Once patients can be identified, ideally with a blood test of their IL-6 levels, the next questions are which drugs to use and for how long.
Miller's primary mentor for the studies is Dr. Andrew Mellor, a molecular geneticist and immunologist who leads the Cancer Immunology, Inflammation Tolerance Program at the GHSU Cancer Center. Mellor also is Bradley-Turner & Georgia Research Alliance Eminent Scholar in Molecular Immunogenetics. Co-secondary mentors are schizophrenia experts Dr. Peter F. Buckley, Dean of the Medical College of Georgia at GHSU, and Dr. Mark Rapaport, Chair of the Department of Psychiatry and Behavioral Sciences at Emory University School of Medicine.

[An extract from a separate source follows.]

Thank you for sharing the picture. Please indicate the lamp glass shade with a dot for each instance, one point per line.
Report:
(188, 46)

Schizophrenia affects about 1 percent of the population, or some 2.4 million American adults. Hallucinations are a disease hallmark: patients hear voices and can even see, touch and taste things that are not real. They can become depressed, reclusive and suicidal and have an increased risk of cardiovascular and other health conditions. Patients die on average15-20 years younger than the general population.
Miller, a recipient of the 2011 National Alliance on Mental Illness Exemplary Psychiatrist Award, said he felt a calling to psychiatry and specifically schizophrenia as a medical student at The Ohio State University. "The patients are wonderful and their stories are fascinating," he said, noting that the field is "wide open" to improve their care.